Create and Manage API Keys
Create API keys for integrations and agents, choose safe access levels, monitor usage, and revoke keys.
What API keys do
API keys let integrations, dashboards, automations, and AI agents read from or write to your gym's Topo data through the REST API. API keys should be treated like passwords.
How permissions work
Each key has a role. The role sets which areas of Topo the key can access.
Each key has an access level.

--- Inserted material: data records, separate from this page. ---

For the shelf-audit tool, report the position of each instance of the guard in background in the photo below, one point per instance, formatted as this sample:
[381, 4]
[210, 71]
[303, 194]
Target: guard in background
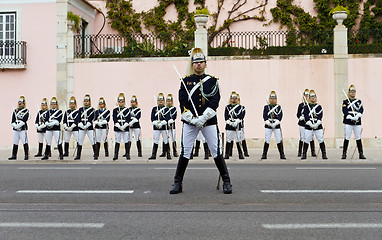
[19, 124]
[313, 114]
[272, 115]
[241, 131]
[53, 119]
[101, 125]
[135, 127]
[171, 123]
[70, 125]
[199, 99]
[301, 124]
[159, 119]
[85, 124]
[41, 126]
[233, 117]
[121, 118]
[352, 109]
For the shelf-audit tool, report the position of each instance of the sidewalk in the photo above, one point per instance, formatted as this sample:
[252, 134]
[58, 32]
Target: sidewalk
[373, 155]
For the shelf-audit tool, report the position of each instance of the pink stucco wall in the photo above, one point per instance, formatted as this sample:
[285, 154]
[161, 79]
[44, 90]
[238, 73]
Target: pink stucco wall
[38, 80]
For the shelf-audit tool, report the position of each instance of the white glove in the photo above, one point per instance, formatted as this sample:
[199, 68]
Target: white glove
[187, 116]
[207, 115]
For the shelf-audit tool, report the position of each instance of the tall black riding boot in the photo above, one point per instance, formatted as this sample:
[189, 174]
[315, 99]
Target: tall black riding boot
[245, 149]
[26, 151]
[168, 152]
[47, 153]
[360, 149]
[39, 153]
[227, 148]
[345, 149]
[14, 152]
[116, 151]
[174, 151]
[79, 150]
[312, 148]
[95, 151]
[323, 150]
[265, 150]
[300, 144]
[66, 149]
[206, 150]
[127, 148]
[178, 179]
[60, 152]
[106, 146]
[154, 152]
[139, 147]
[222, 167]
[241, 156]
[280, 147]
[163, 154]
[304, 150]
[196, 148]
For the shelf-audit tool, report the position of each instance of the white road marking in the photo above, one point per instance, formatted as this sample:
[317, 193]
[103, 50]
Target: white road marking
[333, 168]
[77, 191]
[321, 191]
[54, 168]
[322, 225]
[50, 225]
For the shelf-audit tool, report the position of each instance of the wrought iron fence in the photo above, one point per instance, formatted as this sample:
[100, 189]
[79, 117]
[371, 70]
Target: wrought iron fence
[13, 53]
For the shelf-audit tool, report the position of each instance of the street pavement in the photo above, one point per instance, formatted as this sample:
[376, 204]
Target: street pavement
[271, 199]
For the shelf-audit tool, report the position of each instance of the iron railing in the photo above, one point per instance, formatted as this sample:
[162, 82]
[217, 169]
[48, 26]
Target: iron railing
[13, 53]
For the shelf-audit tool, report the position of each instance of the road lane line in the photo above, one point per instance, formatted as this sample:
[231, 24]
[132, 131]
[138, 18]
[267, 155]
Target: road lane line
[77, 191]
[321, 191]
[54, 168]
[332, 168]
[50, 225]
[322, 225]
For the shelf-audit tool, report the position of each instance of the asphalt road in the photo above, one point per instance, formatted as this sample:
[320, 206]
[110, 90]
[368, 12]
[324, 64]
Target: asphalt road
[132, 201]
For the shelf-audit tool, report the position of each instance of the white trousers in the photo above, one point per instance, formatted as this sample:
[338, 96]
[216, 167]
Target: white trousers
[232, 135]
[211, 134]
[276, 132]
[136, 132]
[124, 135]
[101, 135]
[20, 135]
[68, 135]
[157, 134]
[318, 133]
[81, 136]
[49, 137]
[357, 129]
[302, 132]
[40, 137]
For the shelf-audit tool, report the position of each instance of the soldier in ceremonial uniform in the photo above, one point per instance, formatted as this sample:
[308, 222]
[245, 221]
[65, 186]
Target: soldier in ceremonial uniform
[272, 115]
[199, 98]
[233, 117]
[352, 109]
[313, 114]
[241, 131]
[52, 120]
[70, 125]
[121, 117]
[101, 125]
[85, 124]
[159, 118]
[40, 126]
[19, 124]
[135, 127]
[301, 124]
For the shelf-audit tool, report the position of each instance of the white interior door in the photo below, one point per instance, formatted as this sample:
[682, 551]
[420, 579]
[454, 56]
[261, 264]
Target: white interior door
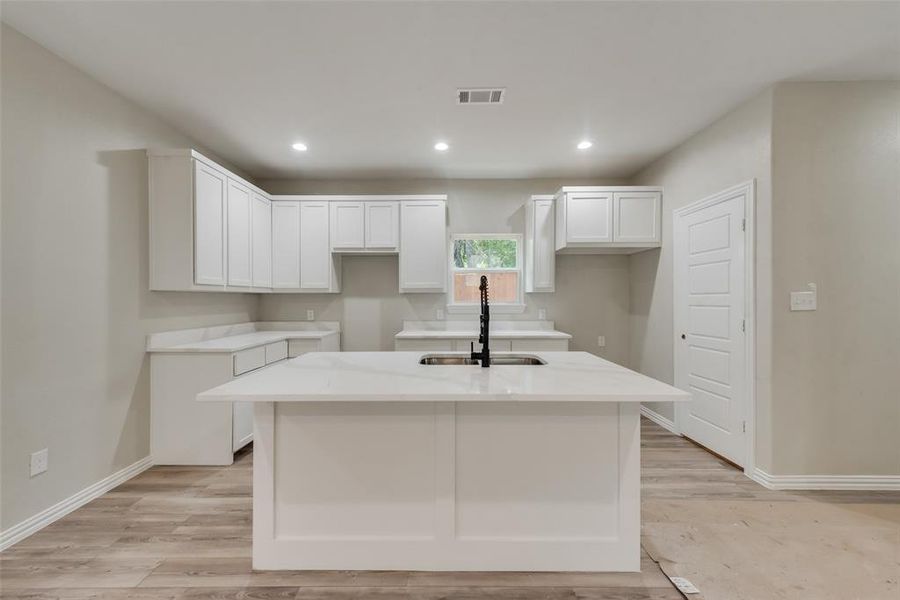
[710, 360]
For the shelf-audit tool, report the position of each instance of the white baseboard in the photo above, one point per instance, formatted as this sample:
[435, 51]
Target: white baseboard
[826, 482]
[21, 531]
[659, 419]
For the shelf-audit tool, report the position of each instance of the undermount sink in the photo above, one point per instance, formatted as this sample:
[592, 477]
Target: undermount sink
[496, 360]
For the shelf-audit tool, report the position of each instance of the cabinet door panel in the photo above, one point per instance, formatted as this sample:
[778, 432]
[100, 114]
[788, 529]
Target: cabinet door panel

Read-only keys can fetch data; full keys can make changes allowed by the role.
A key can never perform an action the selected role does not allow.
For reporting agents, dashboards, and analysis tools, read-only is usually the safest starting point.
Create an API key
Go to Staff > Account > API Keys.
Choose New API key.
Enter a token name that makes the use case clear, such as Read-only dashboard or ChatGPT reporting key.
Add an optional description with the owner, integration, or reason for the key.
Choose a role.
Choose Read-only or Full access.
Set an expiration date if the key is temporary.
Create the key.
Copy the token immediately. Topo shows the full token only once.
Manage existing keys
Review each key's name, masked token, role, access level, status, last used time, created time, and expiration.
Revoke keys that are no longer needed, may have been exposed, or belong to a vendor you no longer use.
Create a new key instead of trying to reveal an old one. Existing full tokens cannot be shown again.
Use separate keys for separate integrations so you can revoke one without breaking everything.
Security checklist
Do not paste API keys into public websites, public help docs, screenshots, or shared documents.
Prefer secure credential storage in the integration or agent platform.
Use read-only access unless the integration truly needs to change data.
Set expirations for temporary projects.
Revoke and replace a key immediately if it may have been exposed.